On 15 May 1948 several armies of Arab states invaded the territory of Israel for the purpose of destroying its political independence together with its Jewish population – this fact discloses the responsibility of Arab states – and of the Islamic Republic of Iran from 1979 – for a war of aggression of the highest degree of gravity, and which has a continuing character to this day save in relation to Egypt and Jordan, which ceased participation in 1979 and 1994 respectively.
The occupation by Egypt and Jordan of territory formerly belonging to Mandate Palestine was illegal and incapable of derogating from its status as integral parts of the State of Israel, and was incombatible with the provision of the 1970 Declaration on Principles of International Law Concerning Friendly Relations And Co-Operation Among States in Accordance With the Charter Of The United Nations (GAR 2625) adopted On 24 October 1970: “ No territorial acquisition resulting from the threat or use of force shall be recognized as legal.”
By the end of 1950, Arabs resident in territories occupied by Jordan were offered and given Jordanian citizenship, and they and their descendants remain Jordanian citizens in law – they thereby ceased to have standing to claim self-determination as Palestinians with respect to any state other than Jordan, or to any territory located to the west of the Jordan.
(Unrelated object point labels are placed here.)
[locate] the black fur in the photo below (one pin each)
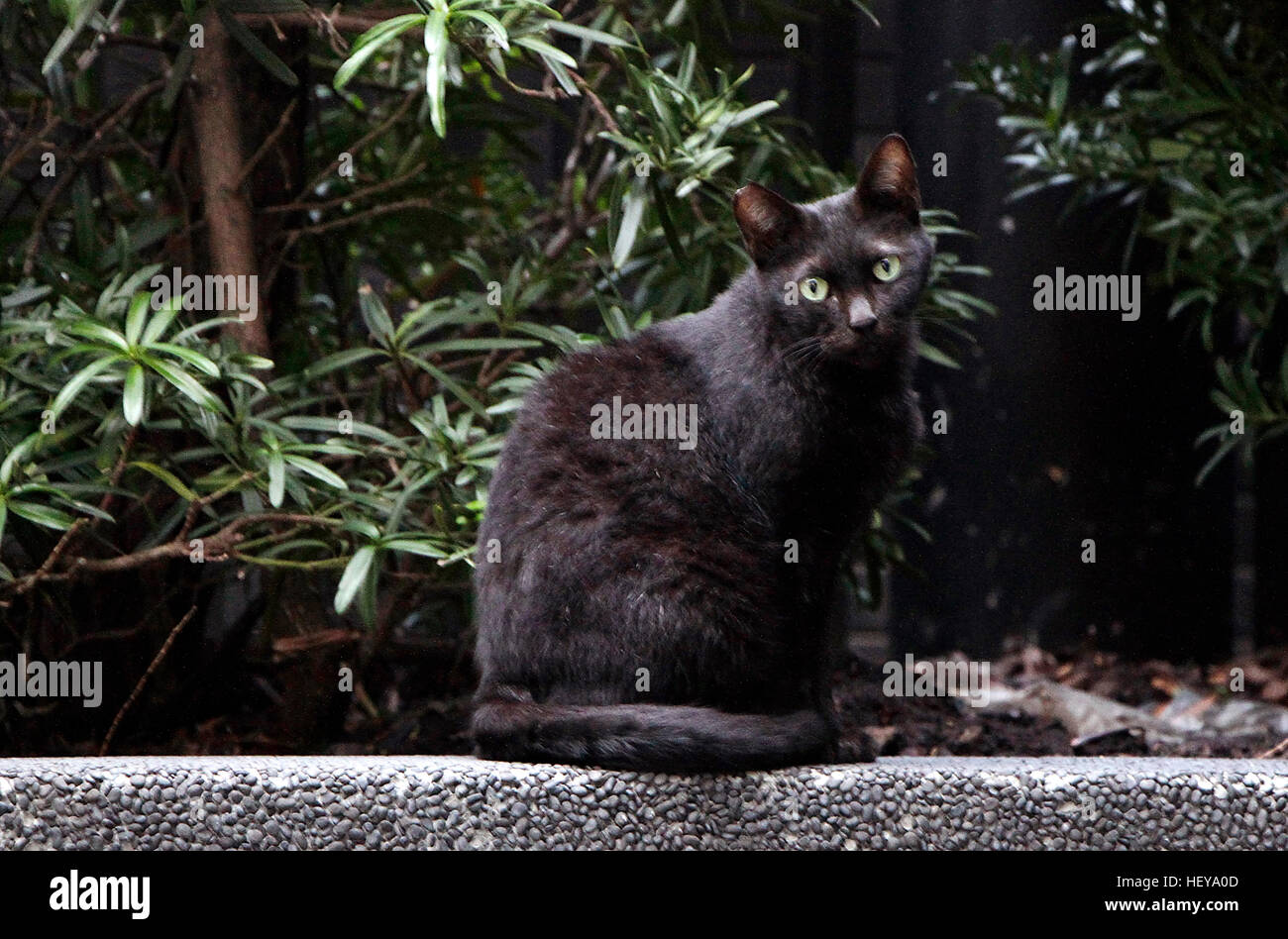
(618, 556)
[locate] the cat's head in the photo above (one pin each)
(842, 274)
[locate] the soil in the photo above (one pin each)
(400, 707)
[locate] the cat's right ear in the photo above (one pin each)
(767, 219)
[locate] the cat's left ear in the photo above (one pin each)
(889, 180)
(767, 219)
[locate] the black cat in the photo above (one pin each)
(653, 594)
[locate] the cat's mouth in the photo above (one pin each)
(861, 352)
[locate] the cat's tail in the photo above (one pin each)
(648, 737)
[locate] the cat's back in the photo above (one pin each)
(571, 450)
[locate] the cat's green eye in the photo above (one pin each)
(887, 268)
(814, 288)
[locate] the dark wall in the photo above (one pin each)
(1063, 427)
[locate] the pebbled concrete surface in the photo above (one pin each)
(452, 801)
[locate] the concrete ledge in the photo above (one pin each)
(452, 801)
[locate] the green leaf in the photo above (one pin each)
(372, 42)
(634, 204)
(587, 34)
(133, 401)
(317, 470)
(492, 24)
(88, 8)
(545, 51)
(355, 574)
(936, 356)
(189, 356)
(166, 476)
(258, 51)
(88, 329)
(77, 381)
(187, 385)
(136, 317)
(425, 549)
(275, 478)
(42, 514)
(436, 69)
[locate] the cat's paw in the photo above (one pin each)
(855, 749)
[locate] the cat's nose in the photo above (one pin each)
(861, 314)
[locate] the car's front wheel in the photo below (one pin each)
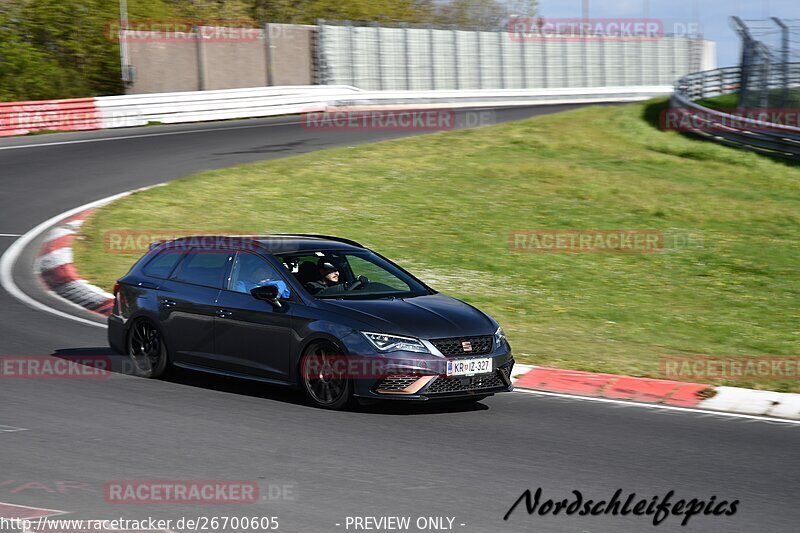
(324, 382)
(146, 349)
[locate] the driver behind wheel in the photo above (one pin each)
(328, 277)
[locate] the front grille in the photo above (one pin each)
(455, 345)
(444, 385)
(506, 370)
(397, 382)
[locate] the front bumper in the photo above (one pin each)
(422, 377)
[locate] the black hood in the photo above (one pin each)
(428, 317)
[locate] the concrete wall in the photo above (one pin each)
(234, 64)
(291, 58)
(280, 54)
(163, 66)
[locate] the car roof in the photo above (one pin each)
(278, 243)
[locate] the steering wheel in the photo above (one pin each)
(359, 283)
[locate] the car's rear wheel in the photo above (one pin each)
(324, 382)
(146, 349)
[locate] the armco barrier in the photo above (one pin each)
(173, 108)
(198, 106)
(19, 118)
(740, 132)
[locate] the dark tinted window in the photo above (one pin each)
(203, 268)
(161, 265)
(250, 271)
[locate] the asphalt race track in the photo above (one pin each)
(316, 468)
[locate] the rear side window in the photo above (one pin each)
(161, 265)
(205, 268)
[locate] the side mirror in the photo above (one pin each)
(268, 293)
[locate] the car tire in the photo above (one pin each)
(146, 350)
(320, 383)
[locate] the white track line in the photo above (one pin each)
(13, 252)
(661, 406)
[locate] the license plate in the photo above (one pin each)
(468, 367)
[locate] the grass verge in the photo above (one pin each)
(444, 205)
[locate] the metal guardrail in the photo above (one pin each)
(106, 112)
(742, 132)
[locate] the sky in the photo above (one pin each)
(713, 16)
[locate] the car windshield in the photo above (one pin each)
(344, 274)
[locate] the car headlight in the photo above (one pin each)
(500, 339)
(393, 343)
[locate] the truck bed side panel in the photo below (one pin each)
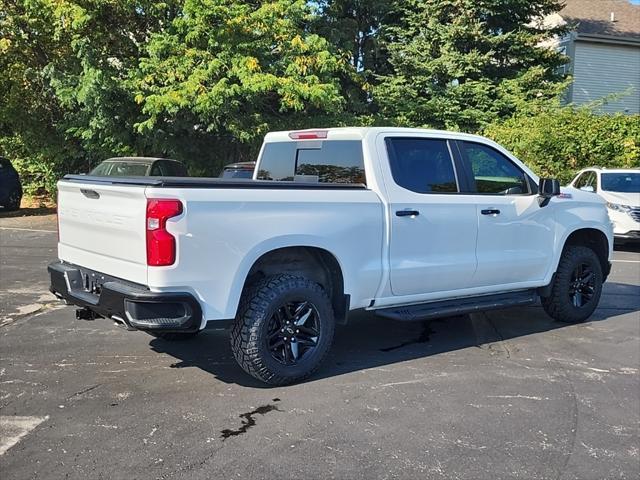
(224, 231)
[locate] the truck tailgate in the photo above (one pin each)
(102, 228)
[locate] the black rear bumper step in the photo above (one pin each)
(135, 305)
(458, 306)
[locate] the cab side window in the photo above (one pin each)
(422, 165)
(580, 181)
(156, 171)
(493, 173)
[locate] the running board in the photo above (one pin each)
(458, 306)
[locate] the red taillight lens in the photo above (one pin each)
(308, 135)
(161, 245)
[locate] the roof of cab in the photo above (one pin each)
(359, 133)
(147, 160)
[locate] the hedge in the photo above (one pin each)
(557, 142)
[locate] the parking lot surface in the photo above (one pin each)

In general, no person of Palestinian identity may, in pursuing a claim of self-determination, use means amounting to collaboration with a state or states waging aggressive war, let alone for the purpose, pubclicly stated by Hamas, of putting the Jews to genocide both in Israel and elsewhere and of establishing the false and blasphemous religion of Islam as the public religion of the state to the extreme endangerment of the salvation of souls.
The stated purpose of Israel’s resort to war is the destruction of Hamas as a polical and military force and the protection of the population of Israel from genocidal acts which, under the law of Israel of 1950, carry the death penalty. Further legitimate aims are the reintegration of the national territory of Israel and the extirpation of the political and military expression of “the diabolical sect of the reprobate and faithless Mahomet” (cf. Pope Callixtus III).
The means used by Israel in pursuit of these aims are rationally connected to them and amount to lawful acts of war and not to any war crimes provable on the facts that: (1) Hamas combatants disguise themselves as non-combatant civilians thereby placing on the Prosecutor the burden to prove that an apparent civilian was taking no active part in hostilities; and (2) the ratio of civilian to combatant fatalities in the population of Gaza is one to one, far below the norm of nine to one consistent with the lawful use of force in urban warfare – thus, the ratio is not so far in excess of the norm as to enable proof of criminal acts amounting to war crimes, crimes against humanity.